Some of the most commonly targeted industries for exclusion today are firearms and ammunition manufacturers, industries that utilize fossil fuels and those that test on animals. Some investors choose to avoid purchasing the stock of companies whose leadership displays political values opposite their own as well as companies that fail to practice what they consider an acceptable level of corporate social responsibility.
How Do Financial Advisors Use ESG Investment Strategies?
For personal and institutional wealth management clients who express the desire to consider ESG factors in the placement of their funds, financial advisors use a variety of tools to evaluate stocks, funds and other investment vehicles.
Financial advisors may look to one of the many data sources now available for evaluating the sustainability of different investments.
For example, evaluating environmental practices may require looking at a company’s carbon emissivity. To evaluate social responsibility practices, advisors may consider labor management practices and other factors related to human capital. Governance issues concern how effective a firm is at managing itself as well as metrics such as executive compensation and shareholder rights.
Should You Consider ESG Principles for Your Investment Portfolio?
As more Americans become politically active and socially conscious, pressure is increasing on companies to be more responsible. Many investors who make ESG-based portfolio decisions do so because they want to make a positive social and environmental impact while reaping financial returns.

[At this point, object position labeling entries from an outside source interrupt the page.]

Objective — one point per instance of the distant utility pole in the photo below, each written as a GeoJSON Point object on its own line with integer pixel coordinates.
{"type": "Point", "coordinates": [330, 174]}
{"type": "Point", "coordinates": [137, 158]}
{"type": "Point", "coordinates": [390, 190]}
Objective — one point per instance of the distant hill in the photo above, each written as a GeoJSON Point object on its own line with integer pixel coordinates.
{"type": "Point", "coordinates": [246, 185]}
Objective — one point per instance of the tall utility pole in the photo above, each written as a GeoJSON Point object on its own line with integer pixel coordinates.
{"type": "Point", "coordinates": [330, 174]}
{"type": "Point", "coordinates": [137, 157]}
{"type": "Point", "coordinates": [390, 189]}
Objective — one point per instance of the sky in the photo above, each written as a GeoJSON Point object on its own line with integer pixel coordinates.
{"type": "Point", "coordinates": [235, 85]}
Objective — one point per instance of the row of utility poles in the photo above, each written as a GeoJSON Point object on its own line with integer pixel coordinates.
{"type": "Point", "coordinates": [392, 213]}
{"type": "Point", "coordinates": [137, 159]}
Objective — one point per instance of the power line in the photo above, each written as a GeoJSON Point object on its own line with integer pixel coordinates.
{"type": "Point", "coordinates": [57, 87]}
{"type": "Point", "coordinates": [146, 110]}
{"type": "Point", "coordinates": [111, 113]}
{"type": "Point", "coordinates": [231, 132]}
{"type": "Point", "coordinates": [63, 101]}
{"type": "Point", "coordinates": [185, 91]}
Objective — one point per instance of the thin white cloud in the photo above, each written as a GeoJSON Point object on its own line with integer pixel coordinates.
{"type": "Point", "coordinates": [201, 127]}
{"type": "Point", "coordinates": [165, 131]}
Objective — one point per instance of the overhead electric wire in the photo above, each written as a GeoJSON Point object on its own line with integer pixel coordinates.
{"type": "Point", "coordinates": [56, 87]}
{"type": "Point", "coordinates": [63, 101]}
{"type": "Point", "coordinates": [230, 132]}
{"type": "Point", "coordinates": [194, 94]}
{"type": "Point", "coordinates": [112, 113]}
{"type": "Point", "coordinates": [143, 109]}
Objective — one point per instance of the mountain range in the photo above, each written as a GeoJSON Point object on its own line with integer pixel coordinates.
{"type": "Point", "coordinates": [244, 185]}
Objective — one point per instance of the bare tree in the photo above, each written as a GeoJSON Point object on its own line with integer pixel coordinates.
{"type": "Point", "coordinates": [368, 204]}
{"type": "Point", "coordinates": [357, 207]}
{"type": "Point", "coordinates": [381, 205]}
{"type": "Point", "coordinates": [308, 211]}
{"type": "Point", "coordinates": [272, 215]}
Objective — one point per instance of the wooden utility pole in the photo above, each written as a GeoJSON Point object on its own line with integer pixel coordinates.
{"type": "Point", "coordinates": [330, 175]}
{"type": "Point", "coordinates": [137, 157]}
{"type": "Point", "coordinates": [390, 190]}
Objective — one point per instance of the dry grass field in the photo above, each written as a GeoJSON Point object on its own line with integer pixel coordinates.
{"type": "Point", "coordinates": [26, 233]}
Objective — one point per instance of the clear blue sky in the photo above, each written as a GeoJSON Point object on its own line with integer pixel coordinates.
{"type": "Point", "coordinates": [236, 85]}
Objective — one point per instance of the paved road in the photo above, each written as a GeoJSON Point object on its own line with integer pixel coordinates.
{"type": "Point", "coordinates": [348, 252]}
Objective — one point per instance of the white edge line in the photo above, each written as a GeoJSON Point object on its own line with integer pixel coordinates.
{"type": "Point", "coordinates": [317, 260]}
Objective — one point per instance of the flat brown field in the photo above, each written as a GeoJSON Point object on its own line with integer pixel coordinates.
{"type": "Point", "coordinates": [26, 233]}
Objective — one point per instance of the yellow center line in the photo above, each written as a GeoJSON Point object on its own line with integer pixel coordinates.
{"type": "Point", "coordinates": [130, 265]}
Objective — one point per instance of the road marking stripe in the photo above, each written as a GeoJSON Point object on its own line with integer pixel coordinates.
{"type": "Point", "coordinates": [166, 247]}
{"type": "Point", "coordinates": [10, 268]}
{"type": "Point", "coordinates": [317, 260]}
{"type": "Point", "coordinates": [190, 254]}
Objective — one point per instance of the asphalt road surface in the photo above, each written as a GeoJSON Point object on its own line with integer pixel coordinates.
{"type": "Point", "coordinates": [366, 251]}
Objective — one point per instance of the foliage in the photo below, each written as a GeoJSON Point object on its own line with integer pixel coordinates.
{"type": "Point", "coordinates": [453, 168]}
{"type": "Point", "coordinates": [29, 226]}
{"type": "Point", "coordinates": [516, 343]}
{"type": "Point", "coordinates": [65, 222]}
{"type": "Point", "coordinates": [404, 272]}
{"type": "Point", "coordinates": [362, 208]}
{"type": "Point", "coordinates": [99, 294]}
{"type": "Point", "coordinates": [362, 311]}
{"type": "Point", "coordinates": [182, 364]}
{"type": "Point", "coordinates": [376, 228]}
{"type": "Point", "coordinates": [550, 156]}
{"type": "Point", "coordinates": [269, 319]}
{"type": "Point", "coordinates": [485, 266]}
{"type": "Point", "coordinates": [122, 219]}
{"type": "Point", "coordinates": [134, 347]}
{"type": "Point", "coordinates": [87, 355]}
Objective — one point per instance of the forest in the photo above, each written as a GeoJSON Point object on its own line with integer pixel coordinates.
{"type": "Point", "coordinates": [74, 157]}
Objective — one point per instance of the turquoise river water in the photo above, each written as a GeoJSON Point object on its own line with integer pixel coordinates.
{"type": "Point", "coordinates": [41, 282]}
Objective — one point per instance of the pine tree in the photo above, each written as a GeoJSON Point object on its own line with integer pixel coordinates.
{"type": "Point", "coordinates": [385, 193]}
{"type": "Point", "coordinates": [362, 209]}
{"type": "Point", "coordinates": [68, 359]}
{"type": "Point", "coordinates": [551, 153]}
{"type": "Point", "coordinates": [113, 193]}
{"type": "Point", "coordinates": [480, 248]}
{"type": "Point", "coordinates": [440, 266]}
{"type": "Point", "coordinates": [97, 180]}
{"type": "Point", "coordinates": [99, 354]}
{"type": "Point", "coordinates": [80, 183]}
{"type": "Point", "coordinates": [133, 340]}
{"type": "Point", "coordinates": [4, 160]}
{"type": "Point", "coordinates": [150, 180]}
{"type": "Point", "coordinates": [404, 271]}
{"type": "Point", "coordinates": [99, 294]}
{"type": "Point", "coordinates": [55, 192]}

But by doing so, do these investors realize smaller returns on their investments?
Although that may have been the case in years past, just the opposite may be true today. Research indicates that more than 85 percent of millennials are interested in socially responsible investing. Across all age segments, that number is approaching 40 percent.
This means that companies are quickly coming to understand that they must implement corporate social responsibility practices if they want to continue to grow their value to investors. Likewise, as more investors reward ESG practices, companies are realizing that they can enjoy greater success by being socially and environmentally accountable.

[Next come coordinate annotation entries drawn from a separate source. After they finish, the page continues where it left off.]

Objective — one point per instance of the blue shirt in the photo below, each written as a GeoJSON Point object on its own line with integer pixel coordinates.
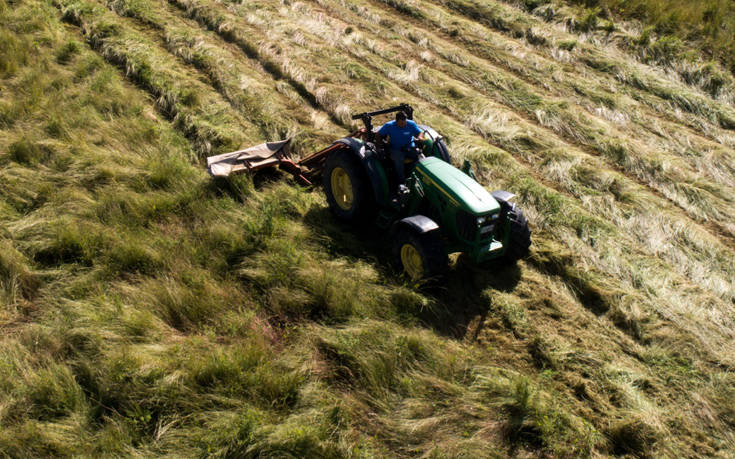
{"type": "Point", "coordinates": [400, 137]}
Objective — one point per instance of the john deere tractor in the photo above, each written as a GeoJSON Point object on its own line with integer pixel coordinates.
{"type": "Point", "coordinates": [443, 211]}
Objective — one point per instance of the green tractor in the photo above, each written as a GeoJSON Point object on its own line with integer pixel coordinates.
{"type": "Point", "coordinates": [443, 211]}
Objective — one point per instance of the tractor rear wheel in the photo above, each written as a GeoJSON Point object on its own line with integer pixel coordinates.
{"type": "Point", "coordinates": [348, 190]}
{"type": "Point", "coordinates": [443, 151]}
{"type": "Point", "coordinates": [422, 256]}
{"type": "Point", "coordinates": [519, 239]}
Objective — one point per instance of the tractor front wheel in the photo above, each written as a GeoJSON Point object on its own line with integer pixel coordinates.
{"type": "Point", "coordinates": [347, 187]}
{"type": "Point", "coordinates": [421, 256]}
{"type": "Point", "coordinates": [519, 239]}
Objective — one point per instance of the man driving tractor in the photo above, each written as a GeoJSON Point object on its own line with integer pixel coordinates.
{"type": "Point", "coordinates": [400, 133]}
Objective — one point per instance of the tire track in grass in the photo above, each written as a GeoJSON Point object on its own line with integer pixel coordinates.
{"type": "Point", "coordinates": [173, 101]}
{"type": "Point", "coordinates": [640, 170]}
{"type": "Point", "coordinates": [702, 214]}
{"type": "Point", "coordinates": [597, 60]}
{"type": "Point", "coordinates": [713, 299]}
{"type": "Point", "coordinates": [339, 115]}
{"type": "Point", "coordinates": [496, 54]}
{"type": "Point", "coordinates": [280, 56]}
{"type": "Point", "coordinates": [377, 68]}
{"type": "Point", "coordinates": [203, 54]}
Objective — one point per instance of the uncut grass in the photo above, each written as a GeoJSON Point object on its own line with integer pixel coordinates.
{"type": "Point", "coordinates": [517, 91]}
{"type": "Point", "coordinates": [266, 437]}
{"type": "Point", "coordinates": [510, 53]}
{"type": "Point", "coordinates": [513, 22]}
{"type": "Point", "coordinates": [649, 240]}
{"type": "Point", "coordinates": [580, 130]}
{"type": "Point", "coordinates": [250, 89]}
{"type": "Point", "coordinates": [708, 24]}
{"type": "Point", "coordinates": [207, 378]}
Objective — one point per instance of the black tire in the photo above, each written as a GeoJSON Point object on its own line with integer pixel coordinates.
{"type": "Point", "coordinates": [519, 239]}
{"type": "Point", "coordinates": [428, 246]}
{"type": "Point", "coordinates": [361, 206]}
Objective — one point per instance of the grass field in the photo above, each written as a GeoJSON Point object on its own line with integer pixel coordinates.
{"type": "Point", "coordinates": [148, 310]}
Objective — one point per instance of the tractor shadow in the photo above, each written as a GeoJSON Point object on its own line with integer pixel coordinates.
{"type": "Point", "coordinates": [459, 302]}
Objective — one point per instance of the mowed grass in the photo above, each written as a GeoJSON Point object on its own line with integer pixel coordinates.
{"type": "Point", "coordinates": [149, 310]}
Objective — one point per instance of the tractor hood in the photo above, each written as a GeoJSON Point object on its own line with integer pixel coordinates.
{"type": "Point", "coordinates": [456, 186]}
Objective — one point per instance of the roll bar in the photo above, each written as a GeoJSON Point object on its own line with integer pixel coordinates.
{"type": "Point", "coordinates": [367, 117]}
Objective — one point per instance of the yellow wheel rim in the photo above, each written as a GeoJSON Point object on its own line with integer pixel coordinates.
{"type": "Point", "coordinates": [412, 263]}
{"type": "Point", "coordinates": [341, 188]}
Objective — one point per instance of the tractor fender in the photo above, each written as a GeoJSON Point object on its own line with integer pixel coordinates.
{"type": "Point", "coordinates": [418, 223]}
{"type": "Point", "coordinates": [438, 140]}
{"type": "Point", "coordinates": [370, 164]}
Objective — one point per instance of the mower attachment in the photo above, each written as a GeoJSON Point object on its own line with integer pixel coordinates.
{"type": "Point", "coordinates": [269, 154]}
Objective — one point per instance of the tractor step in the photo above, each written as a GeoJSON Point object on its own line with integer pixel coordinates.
{"type": "Point", "coordinates": [385, 218]}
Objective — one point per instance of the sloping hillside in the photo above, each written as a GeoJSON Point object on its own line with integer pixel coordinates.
{"type": "Point", "coordinates": [150, 310]}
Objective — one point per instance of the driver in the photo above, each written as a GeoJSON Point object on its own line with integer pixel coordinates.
{"type": "Point", "coordinates": [400, 135]}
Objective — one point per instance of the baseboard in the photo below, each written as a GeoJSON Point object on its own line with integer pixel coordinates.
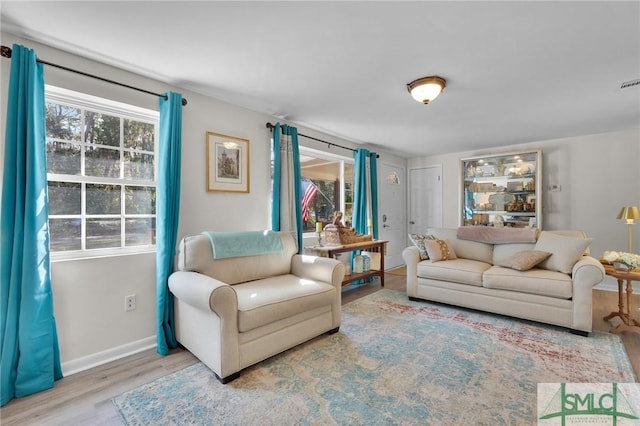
{"type": "Point", "coordinates": [81, 364]}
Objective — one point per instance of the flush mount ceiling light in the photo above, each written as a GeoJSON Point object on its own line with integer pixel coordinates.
{"type": "Point", "coordinates": [426, 89]}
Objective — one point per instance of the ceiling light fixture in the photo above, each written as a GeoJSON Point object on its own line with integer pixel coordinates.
{"type": "Point", "coordinates": [426, 89]}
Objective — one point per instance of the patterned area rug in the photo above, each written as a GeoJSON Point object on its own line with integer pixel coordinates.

Consequently, some ESG-based vehicles may allow you to practice socially responsible investing while also enjoying a hearty ROI.
At Divergent Wealth Advisors, our Certified Financial Planners™ respond to our clients’ individual needs and desires for how we manage their portfolios. If you aspire to be more socially responsible in your investments, we can assist you in identifying the best way to maximize your ROI accordingly. Contact us today to learn more, or to schedule a personalized consultation with one of our knowledgeable and experienced financial advisors.
DISCLAIMER: It is important to note that this information is not meant to provide investment, tax, legal or accounting advice. This material is for informational purposes only, and is not intended to provide, and should not be relied on for, investment, tax, legal or accounting advice. You should always consult your own financial planning, tax, legal and accounting advisors before engaging in any transaction.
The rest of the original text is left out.